AI用語集
人工知能の完全辞典
知識ベース
特定の分野における専門家の知識を体系化した事実と規則の集合で、推論システムがアクセスできるように明示的に保存される。エキスパートシステムの中核となる記憶部分であり、知識と推論メカニズムを明確に分離している。
推論エンジン
エキスパートシステムのアルゴリズム的構成要素で、知識ベースに論理規則を適用して新しい結論や解決策を生成する。前方推論や後方推論などの推論戦略を実装し、人間の意思決定プロセスを模倣する。
プロダクションルール
IF-THEN形式の条件-アクション構造で、専門知識を論理命題として形式化したもの。人間専門家のヒューリスティックや意思決定手順を機械が解釈可能な形式でコード化することを可能にする。
前方推論
既知の事実から出発して規則を順次適用し、最終結論に到達する演繹的推論戦略。初期データが完全な計画立案や診断問題において特に効果的。
後方推論
仮説や目標から出発して、その検証に必要な事実を遡及的に求める逆行的推論方法。

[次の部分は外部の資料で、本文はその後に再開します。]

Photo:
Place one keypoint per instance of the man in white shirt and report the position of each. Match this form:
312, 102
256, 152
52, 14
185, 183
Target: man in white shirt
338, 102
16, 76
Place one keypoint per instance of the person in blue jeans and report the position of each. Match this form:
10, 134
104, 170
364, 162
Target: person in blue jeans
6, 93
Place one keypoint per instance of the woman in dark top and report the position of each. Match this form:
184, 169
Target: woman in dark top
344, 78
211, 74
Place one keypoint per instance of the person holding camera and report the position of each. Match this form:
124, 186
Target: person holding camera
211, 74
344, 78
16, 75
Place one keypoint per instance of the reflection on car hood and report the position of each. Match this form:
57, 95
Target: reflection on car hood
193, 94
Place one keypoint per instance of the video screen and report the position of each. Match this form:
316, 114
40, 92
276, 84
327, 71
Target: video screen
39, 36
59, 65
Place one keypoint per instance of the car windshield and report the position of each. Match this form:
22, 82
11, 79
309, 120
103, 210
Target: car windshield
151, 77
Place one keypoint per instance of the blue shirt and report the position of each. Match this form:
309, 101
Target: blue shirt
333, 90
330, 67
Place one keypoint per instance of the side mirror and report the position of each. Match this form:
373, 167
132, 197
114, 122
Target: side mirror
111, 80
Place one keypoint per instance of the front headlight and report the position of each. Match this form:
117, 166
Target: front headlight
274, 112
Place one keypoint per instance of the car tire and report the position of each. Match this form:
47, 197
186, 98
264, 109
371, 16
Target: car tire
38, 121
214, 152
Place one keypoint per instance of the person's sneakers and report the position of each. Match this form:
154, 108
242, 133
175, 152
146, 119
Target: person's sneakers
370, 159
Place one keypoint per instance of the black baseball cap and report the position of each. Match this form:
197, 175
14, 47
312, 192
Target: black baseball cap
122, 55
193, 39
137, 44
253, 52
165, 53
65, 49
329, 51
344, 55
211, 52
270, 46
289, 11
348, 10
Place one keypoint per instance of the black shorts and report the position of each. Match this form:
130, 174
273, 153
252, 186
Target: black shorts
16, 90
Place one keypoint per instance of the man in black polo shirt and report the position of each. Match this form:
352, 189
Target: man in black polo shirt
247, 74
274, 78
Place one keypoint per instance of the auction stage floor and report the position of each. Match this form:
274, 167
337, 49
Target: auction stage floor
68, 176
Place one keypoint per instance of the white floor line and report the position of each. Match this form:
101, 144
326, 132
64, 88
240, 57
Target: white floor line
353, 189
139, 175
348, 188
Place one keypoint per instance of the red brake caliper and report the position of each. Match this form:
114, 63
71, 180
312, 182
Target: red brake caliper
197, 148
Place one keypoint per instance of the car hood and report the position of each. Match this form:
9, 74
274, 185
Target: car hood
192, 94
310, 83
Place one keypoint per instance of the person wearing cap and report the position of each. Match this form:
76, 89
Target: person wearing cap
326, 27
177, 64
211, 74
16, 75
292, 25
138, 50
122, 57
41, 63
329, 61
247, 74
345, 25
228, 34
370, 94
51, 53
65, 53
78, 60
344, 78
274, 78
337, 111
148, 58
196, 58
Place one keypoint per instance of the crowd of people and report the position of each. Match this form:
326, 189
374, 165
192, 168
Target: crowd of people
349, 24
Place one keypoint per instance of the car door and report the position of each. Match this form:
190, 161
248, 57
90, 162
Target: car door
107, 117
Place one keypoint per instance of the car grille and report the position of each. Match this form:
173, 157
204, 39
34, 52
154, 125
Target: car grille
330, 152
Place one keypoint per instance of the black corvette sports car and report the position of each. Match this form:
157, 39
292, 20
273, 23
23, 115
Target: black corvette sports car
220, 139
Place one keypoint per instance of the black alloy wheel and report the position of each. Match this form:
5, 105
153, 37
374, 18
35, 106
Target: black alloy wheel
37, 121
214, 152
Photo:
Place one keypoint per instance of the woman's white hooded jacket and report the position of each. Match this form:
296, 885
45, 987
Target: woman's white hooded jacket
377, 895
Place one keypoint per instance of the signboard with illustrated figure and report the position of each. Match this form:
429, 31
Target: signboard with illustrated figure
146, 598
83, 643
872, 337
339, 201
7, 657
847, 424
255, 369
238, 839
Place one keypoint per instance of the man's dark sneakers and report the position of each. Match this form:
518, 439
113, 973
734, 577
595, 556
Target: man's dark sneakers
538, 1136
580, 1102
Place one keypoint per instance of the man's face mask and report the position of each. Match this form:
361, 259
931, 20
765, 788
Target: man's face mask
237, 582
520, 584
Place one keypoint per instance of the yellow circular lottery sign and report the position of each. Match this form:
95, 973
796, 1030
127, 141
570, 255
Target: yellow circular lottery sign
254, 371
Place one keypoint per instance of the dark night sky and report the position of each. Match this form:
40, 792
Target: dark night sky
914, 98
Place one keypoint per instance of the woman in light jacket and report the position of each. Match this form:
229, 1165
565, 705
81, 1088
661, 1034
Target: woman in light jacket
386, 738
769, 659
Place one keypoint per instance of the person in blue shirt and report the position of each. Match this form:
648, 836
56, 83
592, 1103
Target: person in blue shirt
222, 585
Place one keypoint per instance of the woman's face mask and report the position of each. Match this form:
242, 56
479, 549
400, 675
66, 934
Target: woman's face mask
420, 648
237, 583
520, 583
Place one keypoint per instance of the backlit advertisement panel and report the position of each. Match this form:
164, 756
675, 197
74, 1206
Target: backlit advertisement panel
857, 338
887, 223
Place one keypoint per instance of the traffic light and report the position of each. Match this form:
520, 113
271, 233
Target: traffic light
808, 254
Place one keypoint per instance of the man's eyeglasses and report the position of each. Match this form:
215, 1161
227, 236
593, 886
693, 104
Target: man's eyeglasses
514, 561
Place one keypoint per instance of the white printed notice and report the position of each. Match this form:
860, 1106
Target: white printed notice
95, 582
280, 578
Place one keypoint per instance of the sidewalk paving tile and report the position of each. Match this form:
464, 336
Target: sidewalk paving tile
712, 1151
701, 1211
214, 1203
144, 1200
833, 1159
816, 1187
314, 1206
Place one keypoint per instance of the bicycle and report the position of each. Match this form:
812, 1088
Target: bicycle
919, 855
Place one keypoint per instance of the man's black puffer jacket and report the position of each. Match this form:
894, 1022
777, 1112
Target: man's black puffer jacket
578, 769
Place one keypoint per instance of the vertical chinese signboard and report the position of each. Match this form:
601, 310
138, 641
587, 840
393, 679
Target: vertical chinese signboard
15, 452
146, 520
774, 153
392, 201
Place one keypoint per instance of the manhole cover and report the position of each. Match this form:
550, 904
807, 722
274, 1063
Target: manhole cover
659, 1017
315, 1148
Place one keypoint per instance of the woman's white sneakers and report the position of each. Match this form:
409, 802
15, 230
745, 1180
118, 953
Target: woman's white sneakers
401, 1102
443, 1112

目標達成に関連する規則のみに焦点を当てることで検索を最適化する。
メタルール
推論エンジンにおけるプロダクションルールの適用を制御する上位レベルの規則。競合の管理、特定の規則の優先順位付け、解決戦略の適応によりシステムの性能を最適化する。
事例ベースエキスパートシステム
過去に解決された事例のデータベースから解決策を検索し適応させることに基づく推論アプローチ。明示的な規則の形式化を避け、類似した過去の状況との類推に依存する。
知識獲得インターフェース
人間専門家の知識を知識ベースに抽出・形式化することを容易にするソフトウェアツール。ドメイン専門家がプログラミングや知識表現の専門知識を必要とせずに直接知識を入力できるようにする。
ファジィエキスパートシステム
不確実性や知識・推論における不正確さを扱うためにファジィ論理を統合したエキスパートシステムの拡張。人間の自然な推論をモデル化し、しばしば曖昧な概念や真理値の度合いで作業する。
制約ベースエキスパートシステム
制約の仕様と満足解の探索に基づく問題解決パラダイム。複雑な構成、スケジューリング、リソース割り当て問題に特に適している。
説明モジュール
適用されたルールを追跡することで推論と結論を正当化できるエキスパートシステムの必須コンポーネント。プロセスを透明化することでユーザーの信頼を強化し、意思決定の検証を容易にする。
ヒューリスティクス
経験に基づく実用的なルールや解決戦略だが、最適解を保証しないもの。複雑な問題空間における解決策の探索を加速し、有望な方向へ推論プロセスを導く。
知識工学
専門家の知識を抽出、形式化、実装することを専門とする分野。ソフトウェア工学、認知心理学、応用分野の知識を組み合わせる。
ハイブリッドエキスパートシステム
シンボリックアプローチとコネクショニストアプローチを組み合わせ、両方のAIパラダイムの利点を活かすアーキテクチャ。エキスパートシステムの明示的な論理推論とニューラルネットワークの学習・一般化能力を統合する。
セマンティックネットワーク
ノード(概念)とアーク(関係)を使用して意味的関連をモデル化する知識表現構造。活性化伝播による推論を可能にし、新たな知識の推論を容易にする。
述語論理
量化子と変数を用いて構造化された知識を表現する、命題論理を拡張した論理形式。多くのエキスパートシステムの理論的基礎となり、精密な推論と自動推論を可能にする。
リアルタイムエキスパートシステム
時間制約のあるアプリケーションにおいて応答を提供するために最適化されたエキスパートシステム。予測可能な時間性能を保証するために、効率的な推論アルゴリズムと優先ルール管理を組み合わせたもの。
分散エキスパートシステム
専門知識が複数の専門家システム間で分散され、相互に通信するマルチエージェントアーキテクチャ。複雑な問題をサブ問題に分解し、異なる専門家が並列処理することで解決を可能にする。